I have started working through SICP chapter 1, using the Dr Scheme interactive environment. I will post my more interesting solutions and comments.

Ken Dyck gives a more complete solution set.

Comment: Rather than finding the larger two explicitly, I find the smallest and use a simple mathematical identity.

My solutions:

Exercise 1.3. Define a procedure that takes three numbers as arguments and returns the sum of the squares of the two larger numbers.

(define (f a b c)
(define (lt a b) (if (> a b) b a))
(define (least a b c) (lt a (lt b c)))
(define (square x) (* x x))

(+ (square a)
(square b)
(square c)
(- (square (least a b c)))))
Comment: Rather than finding the larger two explicitly, I find the smallest and use a simple mathematical identity.
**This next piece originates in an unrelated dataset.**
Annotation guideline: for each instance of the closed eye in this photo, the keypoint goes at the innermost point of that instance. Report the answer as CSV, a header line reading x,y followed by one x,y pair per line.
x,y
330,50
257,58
Exercises 1.17 & 1.18: Devise recursive and iterative algorithms for multiplication that take a logarithmic number of steps.
(define (mul-recursive a b)
(cond ((= b 0) 0)
((even? b) (mul-recursive (double a) (halve b)))
(else (+ a (mul-recursive a (- b 1))))))

(define(* a b)
(define (mul-iterative r a b)
(cond ((= b 0) r)
((even? b) (mul-iterative r (double a) (halve b)))
(else (mul-iterative (+ r a) a (- b 1)))))

(mul-iterative 0 a b))
Comments: Observe how similar the two solutions are. The iterative solution is especially easy to follow if you expand out an example.

3 comments:

Ken Dyck said...

Clever! I would never have thought of solving it that way.

Thanks for sharing your solution.

Daniel Prager said...

Thanks Ken.

(Perils of a mathematical education.)

And thank-you for making your solutions available online!

veselov said...

I've also started to share my solutions, together with my friends. We've created SICP wiki, which can be found here:

http://sicp.org.ua

Solutions in Scheme, Haskell and Oberon are available, as long as its discussions and comments.